Dans la même revue, datée du second semestre 2016, l'éditorial ressemble à une grande et nouvelle Histoire des univers littéraires, que l'on soit jeune lecteur ou poète, que l'on revienne à des langues tristement abandonnées, à de beaux jeux anciens ou que l'on découvre du neuf. J'ai compris le plaisir d'accepter toutes les natures poétiques, toutes les langues heureuses et même, plus rarement cependant, les simples mais bonnes volontés. Ce qui m'a surpris, c'est qu'il ne s'agit que du début d'un texte plus long, mais aussi que les sujets (car il y en a plusieurs, surtout contradictoires) concernent (ou plutôt ne concernent pas) sous un long titre pas très facile à interprêter: "Le Poète n'admet pas que l'on fonde une religion sur ses vertèbres ou son cerveau"; comme s'il était question des deux mots qui apparaissent le plus souvent, religion et laïcité, pour réfléchir et citer des personnages qui ne pensent qu'à cela. Par exemple, le sage Abdellatif Laâbi (que j'ai publié déjà il y a longtemps), Claude Pélieu, les plus classiques Allen Ginsberg, Adonis, Lawrence Ferlinghetti, que je ne connaissais pas, et surtout Taslima Nasreen, dont il est question en fait, dans toute la suite du texte et qui fait comprendre l'inidspensable laïcité que Dauphin expliquera plus avant dans la suite, passant alors de l'antisémitisme à l'islamophobie et à des tas d'autres notions expliquées clairement et auxquelles il sera utile de revenir.
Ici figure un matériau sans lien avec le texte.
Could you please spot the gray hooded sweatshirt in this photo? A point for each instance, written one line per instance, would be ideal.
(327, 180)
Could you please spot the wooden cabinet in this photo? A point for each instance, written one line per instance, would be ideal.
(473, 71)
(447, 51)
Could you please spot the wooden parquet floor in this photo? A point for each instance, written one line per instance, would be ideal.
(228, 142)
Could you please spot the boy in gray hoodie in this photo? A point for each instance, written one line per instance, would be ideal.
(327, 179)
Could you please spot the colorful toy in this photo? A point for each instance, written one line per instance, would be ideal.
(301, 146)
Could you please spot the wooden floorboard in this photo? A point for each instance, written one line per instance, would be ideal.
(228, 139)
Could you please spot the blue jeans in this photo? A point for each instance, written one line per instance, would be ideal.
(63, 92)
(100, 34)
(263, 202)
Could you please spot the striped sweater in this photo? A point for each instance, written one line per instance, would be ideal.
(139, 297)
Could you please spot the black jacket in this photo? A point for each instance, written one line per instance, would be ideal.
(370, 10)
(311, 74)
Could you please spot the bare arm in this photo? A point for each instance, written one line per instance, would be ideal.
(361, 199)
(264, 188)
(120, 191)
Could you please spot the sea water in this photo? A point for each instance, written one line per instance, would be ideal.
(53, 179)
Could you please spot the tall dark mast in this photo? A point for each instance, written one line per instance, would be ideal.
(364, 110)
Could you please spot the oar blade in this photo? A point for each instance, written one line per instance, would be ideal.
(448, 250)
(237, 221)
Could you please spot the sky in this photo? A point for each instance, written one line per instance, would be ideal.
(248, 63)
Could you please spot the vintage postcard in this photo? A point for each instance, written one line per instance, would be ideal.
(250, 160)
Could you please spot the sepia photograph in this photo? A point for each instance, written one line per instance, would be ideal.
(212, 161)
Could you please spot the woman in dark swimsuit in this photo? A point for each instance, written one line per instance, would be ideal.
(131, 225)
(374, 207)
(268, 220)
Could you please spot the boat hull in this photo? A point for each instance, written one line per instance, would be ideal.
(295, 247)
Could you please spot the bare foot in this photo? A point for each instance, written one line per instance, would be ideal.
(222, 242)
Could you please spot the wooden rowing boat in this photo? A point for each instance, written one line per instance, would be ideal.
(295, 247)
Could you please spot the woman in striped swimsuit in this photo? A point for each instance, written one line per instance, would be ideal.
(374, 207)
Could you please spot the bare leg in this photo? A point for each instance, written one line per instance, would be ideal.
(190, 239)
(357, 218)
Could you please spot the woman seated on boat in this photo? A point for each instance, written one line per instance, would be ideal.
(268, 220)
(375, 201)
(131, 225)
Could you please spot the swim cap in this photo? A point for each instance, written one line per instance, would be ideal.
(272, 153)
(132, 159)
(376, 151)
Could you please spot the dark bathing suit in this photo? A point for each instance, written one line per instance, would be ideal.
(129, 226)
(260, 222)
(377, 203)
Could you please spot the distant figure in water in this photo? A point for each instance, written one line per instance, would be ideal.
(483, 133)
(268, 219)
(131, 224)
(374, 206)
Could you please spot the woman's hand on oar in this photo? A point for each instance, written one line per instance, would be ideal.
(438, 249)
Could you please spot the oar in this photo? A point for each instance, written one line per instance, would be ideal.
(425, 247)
Pour moi, trois mots suffisent: religion(s), réligiosité et irreligion. Ils me semblent remplacer tous les autres, que je ne vois que comme des sortes de synonymes où demeure la racine initiale, due aux sources simplement anthropologiques des premiers vivants presque devenus humains. Un drame dans le même numéro est la présence de trop nombreux disparus, dont la célébritée passée me fait penser à mes lectures déjà anciennes ou récentes si ce sont de plus jeunes. Je ne parviens que difficilement à dater tous ces morts, dont il faut et surtout faudra se souvenir parce que l'histoire littéraire et artistique supporte mal les dates.
Il est évident pour moi et pour la revue Les HSE, que la vérité est dans les textes, et l'imposante revue de Christophe Dauphin, est tellement nourrie de différences, que les quelques réputations qu'on lui a faites me semblent bien plus encyclopédiques qu'anthologiques aux sens anciens du terme, mais selon moi, plus encore d'Histoire que de littérature(s), tant le lecteur se sent construit, sinon reconstruit, par l'univers du revuiste."
Paul VAN MELLE (cf. "A tous mes échos" in Inédit-Nouveau n°281, La Hulpe, Belgique, octobre 2016).